Дальше оруженосцы застегнули на мне пояс из металлических блях, и я приступил к выбору личного оружия.
Тут тоже все ясно. Особый выбор не требуется.
Эспада с крестовидной гардой и простыми захватами под ней, без всяких лишних украшений и гравировок. Клинок утяжеленный, полной длины – не для фехтования, а для рубки в бою, где просто нет места изящным мулине. Сталь, пожалуй, самая лучшая, что можно найти в наше время, варили ее у меня в Гуттене, а доводил до готового изделия Альбрехт Штрафен, мой личный оружейник, переманенный из Золингена, где его дико невзлюбили за выдающееся мастерство и новаторство.
В пару к эспаде мизерикорд работы того же мастера. Длинный граненый клинок, для того чтобы пробивать сочленения доспехов или, в случае благородного поединка, добить поверженного противника. В бою до него обычно дело не доходит, но у каждого благородного рыцаря такой должен быть.
Отобрав клинки, я сам пристегнул их к поясу. Закинул за спину тарч, небольшой щит из окованного сталью мореного ясеня, а потом передал оруженосцам остальное оружие, которое отправится со мной при седле: секиру на длинном древке, бастард, копье, аркебузу с колесцовым замком и два пистоля с такими же замками.

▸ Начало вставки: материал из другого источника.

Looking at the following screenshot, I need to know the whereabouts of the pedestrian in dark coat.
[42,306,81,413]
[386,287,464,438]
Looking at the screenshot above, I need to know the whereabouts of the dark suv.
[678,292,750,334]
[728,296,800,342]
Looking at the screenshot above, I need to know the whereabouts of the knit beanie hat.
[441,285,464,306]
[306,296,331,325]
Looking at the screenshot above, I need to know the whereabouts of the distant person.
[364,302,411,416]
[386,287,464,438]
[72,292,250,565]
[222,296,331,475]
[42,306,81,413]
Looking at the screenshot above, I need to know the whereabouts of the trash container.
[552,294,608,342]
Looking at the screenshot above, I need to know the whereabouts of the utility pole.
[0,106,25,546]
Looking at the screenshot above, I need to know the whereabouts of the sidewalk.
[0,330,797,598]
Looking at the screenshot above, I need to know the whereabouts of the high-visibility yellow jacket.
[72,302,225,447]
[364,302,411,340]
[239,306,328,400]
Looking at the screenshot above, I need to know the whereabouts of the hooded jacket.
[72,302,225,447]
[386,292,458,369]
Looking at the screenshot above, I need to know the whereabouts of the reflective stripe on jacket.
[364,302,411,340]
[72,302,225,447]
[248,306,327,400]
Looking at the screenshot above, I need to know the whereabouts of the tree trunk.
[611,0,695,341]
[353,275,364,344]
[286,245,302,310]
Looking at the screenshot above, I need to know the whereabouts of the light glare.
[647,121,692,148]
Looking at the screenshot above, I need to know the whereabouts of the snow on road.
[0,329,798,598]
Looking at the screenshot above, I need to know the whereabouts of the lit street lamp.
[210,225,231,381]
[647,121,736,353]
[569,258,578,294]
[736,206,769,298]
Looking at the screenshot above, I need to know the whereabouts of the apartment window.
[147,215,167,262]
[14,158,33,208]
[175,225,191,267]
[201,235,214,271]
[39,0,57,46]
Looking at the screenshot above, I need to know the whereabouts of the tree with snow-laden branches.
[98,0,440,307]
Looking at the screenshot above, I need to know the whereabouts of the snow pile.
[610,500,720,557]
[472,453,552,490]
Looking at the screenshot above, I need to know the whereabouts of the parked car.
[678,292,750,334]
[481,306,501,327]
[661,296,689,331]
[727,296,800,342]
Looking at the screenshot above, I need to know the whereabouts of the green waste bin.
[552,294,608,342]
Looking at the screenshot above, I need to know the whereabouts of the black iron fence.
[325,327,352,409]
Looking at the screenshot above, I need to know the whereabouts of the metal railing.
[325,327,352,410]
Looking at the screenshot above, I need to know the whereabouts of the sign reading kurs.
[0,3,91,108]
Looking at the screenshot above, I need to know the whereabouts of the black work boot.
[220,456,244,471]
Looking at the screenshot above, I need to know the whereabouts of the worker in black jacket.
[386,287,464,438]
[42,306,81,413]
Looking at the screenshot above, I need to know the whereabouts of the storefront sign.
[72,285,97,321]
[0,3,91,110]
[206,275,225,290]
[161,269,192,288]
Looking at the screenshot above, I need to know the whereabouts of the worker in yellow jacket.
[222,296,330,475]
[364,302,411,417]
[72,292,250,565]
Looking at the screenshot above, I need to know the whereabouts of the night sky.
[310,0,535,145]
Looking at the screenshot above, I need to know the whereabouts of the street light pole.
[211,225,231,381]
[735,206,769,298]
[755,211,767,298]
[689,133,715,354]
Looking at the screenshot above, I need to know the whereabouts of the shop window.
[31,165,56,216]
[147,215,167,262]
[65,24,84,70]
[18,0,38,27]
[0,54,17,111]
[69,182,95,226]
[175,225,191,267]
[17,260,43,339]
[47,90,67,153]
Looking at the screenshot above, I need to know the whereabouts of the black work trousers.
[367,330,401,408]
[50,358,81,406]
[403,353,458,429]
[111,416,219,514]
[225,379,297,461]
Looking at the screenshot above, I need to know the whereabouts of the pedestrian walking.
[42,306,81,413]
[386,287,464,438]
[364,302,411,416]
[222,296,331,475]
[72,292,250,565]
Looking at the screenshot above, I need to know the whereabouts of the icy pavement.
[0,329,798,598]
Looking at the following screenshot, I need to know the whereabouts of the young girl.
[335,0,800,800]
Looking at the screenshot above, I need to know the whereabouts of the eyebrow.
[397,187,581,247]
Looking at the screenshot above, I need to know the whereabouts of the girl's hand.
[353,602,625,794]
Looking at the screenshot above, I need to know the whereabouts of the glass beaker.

Посмотрел в зеркало, довольно хмыкнул и погнал своих женщин за сыновьями. Чмокнул мирно дремавших кровиночек в лобики и потопал на конюшню, где конюхи уже обрядили Буяна, моего боевого жеребца, в бард – лошадиный доспех. Но облегченный, лишь только с отдельными латными элементами, так как Буян не дестрие, а ближе к породе курсе. Увы, настоящего дестриера мне на Руси негде взять, привезти морем тоже не получится, загублю животину. Но Буян тоже хорош: злобная и шустрая боевая скотина – подарен тестем любимому зятю, то бишь великим князем Иваном Третьим мне.
При прощании с любимыми не обошлось без слез и прочих проявлений женской эмоциональности. Впрочем, понять их можно: не привыкли еще. Ничего, заберу в Европу – там живо отучатся слезу пускать при расставании. Супруга благородного сеньора должна воспринимать разлуку как данность: сдержанно, с величавой печальностью, не более того, излишняя эмоциональность считается дурным тоном. По крайней мере, на людях.
Давая время собраться оруженосцам, размял Буяна, погоняв его вокруг конюшни, и только собрался выехать в поселок, как во двор, задрав куцый хвостик, галопом ворвался Барсик и одним длинным прыжком заскочил ко мне в седло.
Побоявшись везти морем, я оставил рысенка с Александрой, а когда вернулся, среди встречающих не обнаружил кошака, потому что этот гулена не появлялся дома уже неделю. За год моего отсутствия Барсик сильно вырос и стал похож на настоящую рысь, правда угловатую и тощую, но с могучими толстыми лапами.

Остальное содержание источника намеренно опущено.